While studying at the University of Texas’ communication school, my Creative Campaigns professor always urged the class to find universal truths. Universal truths, universal truths. He was convinced these were the kernels of great work. In his words, these universal truths encompassed behavioral quirks that might seem counterintuitive but often describe peoples’ gut reaction to a given situation. While he never gave himself the title, my professor could easily be dubbed a self-taught behavioral economist.
The biases, heuristics, theories, etc, of behavioral economy can come across a bit like an answer booklet, or dairy of obviously true, yet unarticulated secrets. Thus, while reading The Business of Choice: Marketing to Consumers’ Instincts, I kept wondering, how can I recycle these nuggets about human nature and harness their potential?

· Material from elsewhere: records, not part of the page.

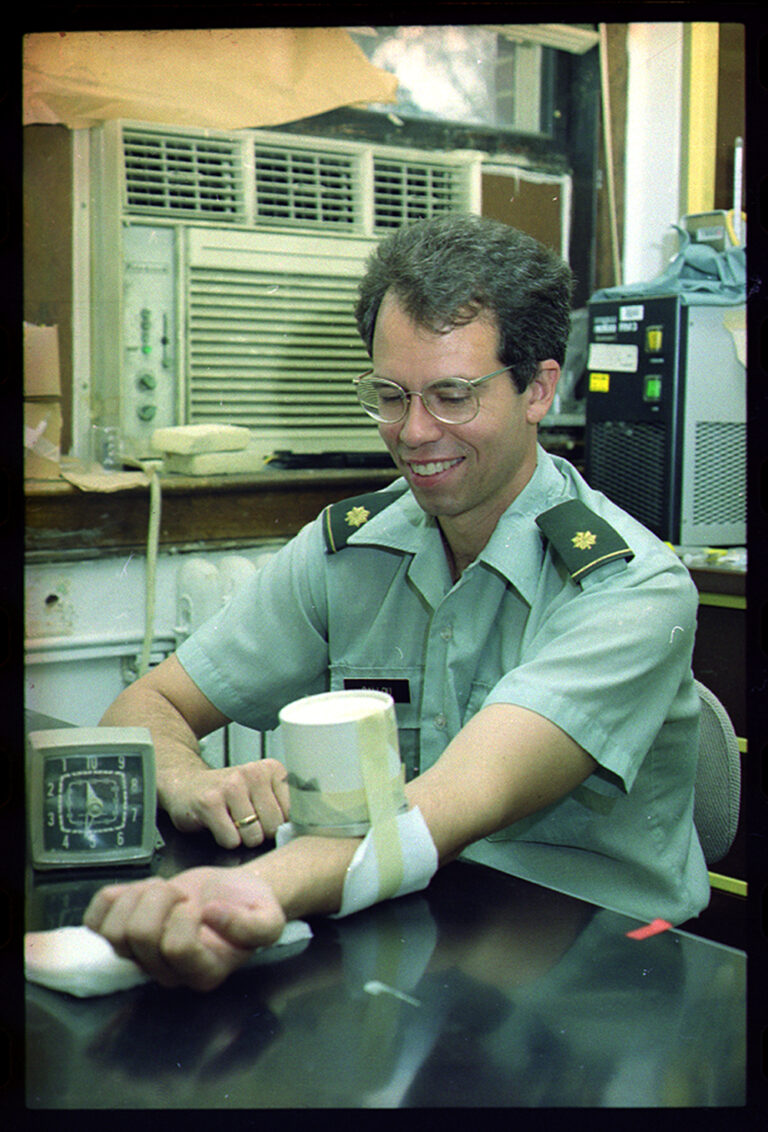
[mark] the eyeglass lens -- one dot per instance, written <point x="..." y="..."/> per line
<point x="453" y="401"/>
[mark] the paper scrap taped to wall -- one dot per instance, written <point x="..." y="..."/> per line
<point x="216" y="78"/>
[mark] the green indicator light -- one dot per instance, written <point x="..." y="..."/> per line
<point x="653" y="389"/>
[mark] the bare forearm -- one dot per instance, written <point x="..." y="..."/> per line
<point x="307" y="875"/>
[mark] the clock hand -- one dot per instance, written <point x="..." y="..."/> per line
<point x="94" y="806"/>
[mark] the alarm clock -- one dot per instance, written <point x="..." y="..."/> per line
<point x="91" y="797"/>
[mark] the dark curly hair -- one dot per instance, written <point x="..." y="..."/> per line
<point x="448" y="271"/>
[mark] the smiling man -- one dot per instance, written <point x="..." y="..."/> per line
<point x="537" y="640"/>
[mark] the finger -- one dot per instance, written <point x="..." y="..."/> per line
<point x="199" y="958"/>
<point x="269" y="794"/>
<point x="215" y="808"/>
<point x="136" y="923"/>
<point x="246" y="927"/>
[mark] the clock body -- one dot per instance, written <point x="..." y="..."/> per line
<point x="91" y="797"/>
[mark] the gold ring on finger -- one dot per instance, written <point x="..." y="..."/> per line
<point x="246" y="821"/>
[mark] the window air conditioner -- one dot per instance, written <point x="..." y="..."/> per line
<point x="223" y="272"/>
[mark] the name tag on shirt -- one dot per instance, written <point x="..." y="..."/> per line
<point x="399" y="688"/>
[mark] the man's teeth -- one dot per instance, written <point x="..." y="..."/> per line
<point x="434" y="466"/>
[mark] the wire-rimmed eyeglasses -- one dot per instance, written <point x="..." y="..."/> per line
<point x="450" y="400"/>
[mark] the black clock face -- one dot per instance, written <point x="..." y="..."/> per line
<point x="93" y="803"/>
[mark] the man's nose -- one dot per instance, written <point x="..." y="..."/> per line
<point x="419" y="426"/>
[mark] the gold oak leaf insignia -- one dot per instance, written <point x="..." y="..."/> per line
<point x="356" y="516"/>
<point x="583" y="540"/>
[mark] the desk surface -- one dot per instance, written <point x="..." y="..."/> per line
<point x="492" y="992"/>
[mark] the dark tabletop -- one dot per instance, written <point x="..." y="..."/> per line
<point x="484" y="991"/>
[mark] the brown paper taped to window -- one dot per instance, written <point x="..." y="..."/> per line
<point x="216" y="78"/>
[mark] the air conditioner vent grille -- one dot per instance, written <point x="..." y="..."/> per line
<point x="407" y="190"/>
<point x="719" y="487"/>
<point x="275" y="352"/>
<point x="182" y="176"/>
<point x="306" y="188"/>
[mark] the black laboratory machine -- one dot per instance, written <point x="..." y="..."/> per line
<point x="666" y="404"/>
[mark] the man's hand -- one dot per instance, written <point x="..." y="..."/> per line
<point x="177" y="713"/>
<point x="194" y="929"/>
<point x="219" y="799"/>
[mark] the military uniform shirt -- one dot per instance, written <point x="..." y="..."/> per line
<point x="606" y="657"/>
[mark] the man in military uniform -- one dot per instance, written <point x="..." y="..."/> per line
<point x="537" y="639"/>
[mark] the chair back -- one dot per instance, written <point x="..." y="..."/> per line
<point x="718" y="779"/>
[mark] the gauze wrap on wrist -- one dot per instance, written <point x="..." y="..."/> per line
<point x="397" y="855"/>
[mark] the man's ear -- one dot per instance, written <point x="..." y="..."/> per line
<point x="542" y="391"/>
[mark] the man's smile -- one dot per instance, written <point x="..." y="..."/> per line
<point x="432" y="466"/>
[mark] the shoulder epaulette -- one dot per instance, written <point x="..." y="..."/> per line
<point x="581" y="538"/>
<point x="342" y="519"/>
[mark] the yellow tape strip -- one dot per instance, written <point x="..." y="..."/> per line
<point x="377" y="734"/>
<point x="727" y="884"/>
<point x="347" y="807"/>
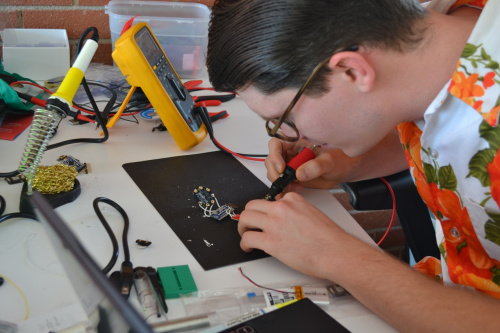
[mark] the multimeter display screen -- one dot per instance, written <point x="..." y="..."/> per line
<point x="147" y="45"/>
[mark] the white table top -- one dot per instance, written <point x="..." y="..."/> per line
<point x="27" y="259"/>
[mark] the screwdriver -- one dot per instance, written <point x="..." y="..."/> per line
<point x="288" y="176"/>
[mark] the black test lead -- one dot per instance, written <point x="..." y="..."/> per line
<point x="288" y="176"/>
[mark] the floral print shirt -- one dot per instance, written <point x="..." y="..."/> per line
<point x="453" y="157"/>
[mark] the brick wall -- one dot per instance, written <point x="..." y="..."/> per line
<point x="76" y="15"/>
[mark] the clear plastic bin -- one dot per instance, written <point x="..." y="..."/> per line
<point x="181" y="29"/>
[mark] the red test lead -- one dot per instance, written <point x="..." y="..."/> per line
<point x="288" y="176"/>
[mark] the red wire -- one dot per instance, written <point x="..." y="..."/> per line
<point x="258" y="285"/>
<point x="393" y="210"/>
<point x="238" y="155"/>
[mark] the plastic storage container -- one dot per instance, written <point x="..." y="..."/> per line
<point x="38" y="54"/>
<point x="181" y="29"/>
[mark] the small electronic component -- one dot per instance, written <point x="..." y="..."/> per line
<point x="207" y="200"/>
<point x="337" y="290"/>
<point x="71" y="161"/>
<point x="15" y="179"/>
<point x="142" y="243"/>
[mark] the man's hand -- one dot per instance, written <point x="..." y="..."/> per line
<point x="293" y="231"/>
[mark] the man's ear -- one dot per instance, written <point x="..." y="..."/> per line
<point x="355" y="68"/>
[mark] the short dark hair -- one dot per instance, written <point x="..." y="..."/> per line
<point x="275" y="44"/>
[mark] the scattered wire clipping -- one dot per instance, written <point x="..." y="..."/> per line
<point x="210" y="205"/>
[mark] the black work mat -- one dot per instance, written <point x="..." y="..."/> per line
<point x="169" y="183"/>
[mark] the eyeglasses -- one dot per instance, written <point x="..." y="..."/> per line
<point x="273" y="126"/>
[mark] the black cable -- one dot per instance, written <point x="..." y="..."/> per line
<point x="205" y="118"/>
<point x="3" y="205"/>
<point x="17" y="215"/>
<point x="126" y="252"/>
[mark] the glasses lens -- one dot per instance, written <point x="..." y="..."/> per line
<point x="287" y="131"/>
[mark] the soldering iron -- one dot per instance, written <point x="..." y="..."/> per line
<point x="289" y="174"/>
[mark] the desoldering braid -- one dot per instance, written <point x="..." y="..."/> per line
<point x="289" y="174"/>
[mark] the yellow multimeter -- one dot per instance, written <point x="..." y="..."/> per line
<point x="144" y="64"/>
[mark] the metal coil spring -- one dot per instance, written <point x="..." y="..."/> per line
<point x="42" y="129"/>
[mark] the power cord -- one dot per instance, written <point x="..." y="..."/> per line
<point x="94" y="105"/>
<point x="124" y="278"/>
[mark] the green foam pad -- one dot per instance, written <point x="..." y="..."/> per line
<point x="176" y="280"/>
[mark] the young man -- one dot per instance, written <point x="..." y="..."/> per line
<point x="376" y="76"/>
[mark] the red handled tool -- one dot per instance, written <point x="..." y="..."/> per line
<point x="288" y="176"/>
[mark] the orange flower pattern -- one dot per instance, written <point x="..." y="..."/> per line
<point x="476" y="82"/>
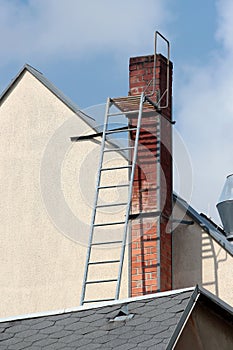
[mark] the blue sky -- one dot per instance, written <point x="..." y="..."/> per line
<point x="83" y="47"/>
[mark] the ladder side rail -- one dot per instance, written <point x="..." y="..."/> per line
<point x="95" y="202"/>
<point x="128" y="208"/>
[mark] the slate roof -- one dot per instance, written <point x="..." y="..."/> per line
<point x="137" y="323"/>
<point x="216" y="232"/>
<point x="47" y="83"/>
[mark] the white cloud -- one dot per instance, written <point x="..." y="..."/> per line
<point x="77" y="28"/>
<point x="204" y="106"/>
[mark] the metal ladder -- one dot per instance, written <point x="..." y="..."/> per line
<point x="128" y="105"/>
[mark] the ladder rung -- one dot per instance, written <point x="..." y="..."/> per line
<point x="116" y="168"/>
<point x="110" y="205"/>
<point x="102" y="281"/>
<point x="110" y="223"/>
<point x="122" y="113"/>
<point x="118" y="149"/>
<point x="105" y="243"/>
<point x="103" y="262"/>
<point x="113" y="186"/>
<point x="97" y="300"/>
<point x="116" y="131"/>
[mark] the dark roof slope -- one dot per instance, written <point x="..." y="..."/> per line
<point x="139" y="323"/>
<point x="206" y="224"/>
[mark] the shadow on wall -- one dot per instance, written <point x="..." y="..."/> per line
<point x="197" y="259"/>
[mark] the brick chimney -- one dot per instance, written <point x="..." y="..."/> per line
<point x="151" y="248"/>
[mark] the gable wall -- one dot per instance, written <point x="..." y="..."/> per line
<point x="199" y="259"/>
<point x="45" y="208"/>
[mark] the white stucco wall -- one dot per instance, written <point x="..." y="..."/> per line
<point x="47" y="186"/>
<point x="199" y="259"/>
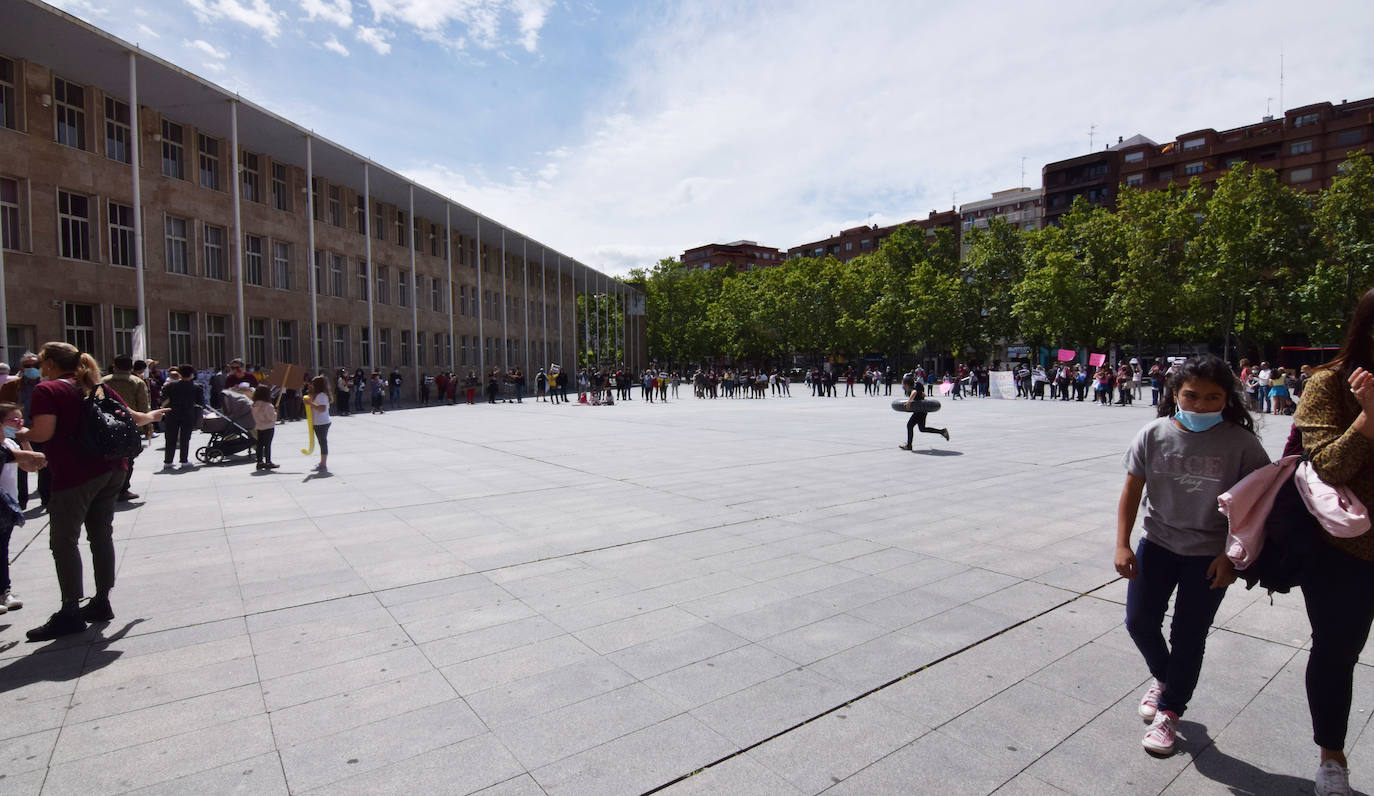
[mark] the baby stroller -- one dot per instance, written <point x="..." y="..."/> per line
<point x="227" y="439"/>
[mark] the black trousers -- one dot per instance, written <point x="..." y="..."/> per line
<point x="1338" y="591"/>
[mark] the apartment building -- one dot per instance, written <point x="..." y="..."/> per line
<point x="146" y="211"/>
<point x="738" y="256"/>
<point x="856" y="241"/>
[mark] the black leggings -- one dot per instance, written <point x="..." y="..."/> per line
<point x="918" y="419"/>
<point x="1338" y="591"/>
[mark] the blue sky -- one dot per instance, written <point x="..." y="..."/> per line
<point x="624" y="132"/>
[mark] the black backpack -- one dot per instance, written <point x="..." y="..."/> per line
<point x="107" y="428"/>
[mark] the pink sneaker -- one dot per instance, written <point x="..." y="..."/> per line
<point x="1150" y="701"/>
<point x="1160" y="738"/>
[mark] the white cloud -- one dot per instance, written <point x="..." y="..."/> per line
<point x="488" y="24"/>
<point x="337" y="11"/>
<point x="333" y="46"/>
<point x="375" y="37"/>
<point x="208" y="48"/>
<point x="256" y="14"/>
<point x="787" y="121"/>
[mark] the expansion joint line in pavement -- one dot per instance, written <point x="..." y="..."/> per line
<point x="870" y="692"/>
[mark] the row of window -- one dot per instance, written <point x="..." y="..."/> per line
<point x="275" y="341"/>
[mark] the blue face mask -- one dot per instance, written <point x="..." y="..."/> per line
<point x="1197" y="421"/>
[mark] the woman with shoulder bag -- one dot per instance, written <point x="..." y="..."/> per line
<point x="84" y="485"/>
<point x="1336" y="419"/>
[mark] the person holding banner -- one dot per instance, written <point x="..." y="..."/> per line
<point x="915" y="392"/>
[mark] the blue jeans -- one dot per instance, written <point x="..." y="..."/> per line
<point x="1178" y="663"/>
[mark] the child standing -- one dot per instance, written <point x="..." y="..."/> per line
<point x="13" y="418"/>
<point x="1201" y="444"/>
<point x="264" y="422"/>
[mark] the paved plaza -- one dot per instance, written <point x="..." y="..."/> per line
<point x="704" y="597"/>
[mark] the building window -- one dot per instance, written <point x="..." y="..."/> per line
<point x="73" y="226"/>
<point x="117" y="129"/>
<point x="173" y="151"/>
<point x="79" y="326"/>
<point x="10" y="213"/>
<point x="121" y="234"/>
<point x="253" y="260"/>
<point x="209" y="150"/>
<point x="257" y="341"/>
<point x="7" y="94"/>
<point x="286" y="341"/>
<point x="216" y="340"/>
<point x="125" y="322"/>
<point x="337" y="275"/>
<point x="176" y="245"/>
<point x="280" y="189"/>
<point x="215" y="253"/>
<point x="280" y="266"/>
<point x="179" y="337"/>
<point x="249" y="187"/>
<point x="340" y="344"/>
<point x="335" y="212"/>
<point x="69" y="103"/>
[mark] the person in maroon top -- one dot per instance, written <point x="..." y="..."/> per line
<point x="84" y="487"/>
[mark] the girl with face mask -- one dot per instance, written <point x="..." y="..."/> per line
<point x="1200" y="446"/>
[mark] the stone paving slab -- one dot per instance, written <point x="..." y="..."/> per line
<point x="702" y="597"/>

As I began to mull this question over, I became caught on the notion of truth. If certain “truths” about decision-making resonate across people of all kinds, they are broadly applicable realizations. I decided to restate this idea a couple of different ways until it fully soaked in.
Human “truths” can be solutions that fit many questions.
They are universal (to say it just one more time).
They keep working again and again.
They’re evergreen insights.
As underscored in the preface of The Business of Choice: Marketing to Consumers’ Instincts, advertising seems hung up on finding fresh insights and a customized solution, when in fact many of the best new insights are likely just repurposed realities about human nature. Maybe this is a difficult reality to admit, but it could be worth owning up to.
By taking a new approach to advertising, focused on behavioral economics and decision-making, could I suddenly find myself in search of new questions than solutions or insights?
Thumbing back through the book, these were the excerpts that stood out. I’ve included a smorgasbord of my favorite ideas, helpful reminders, and passages that sparked questions.
The above introduction reflects my reaction to the book initially. Looking back for a second time, I’m left with a new realization. On some level many topics discussed in The Business of Choice: Marketing to Consumers’ Instincts are things you just hadn’t realized you already knew. After all it’s speaking to the very rituals our brains engages in on a regular basis.
What I find so fascinating now is the book’s pattern recognition. I would like to think I make my own decisions in my own unique way. This book proves that there are major reoccurring trends in how we as a collective species come to conclusions. Maybe these monolithic trends will take me one step closer to my original question posed above.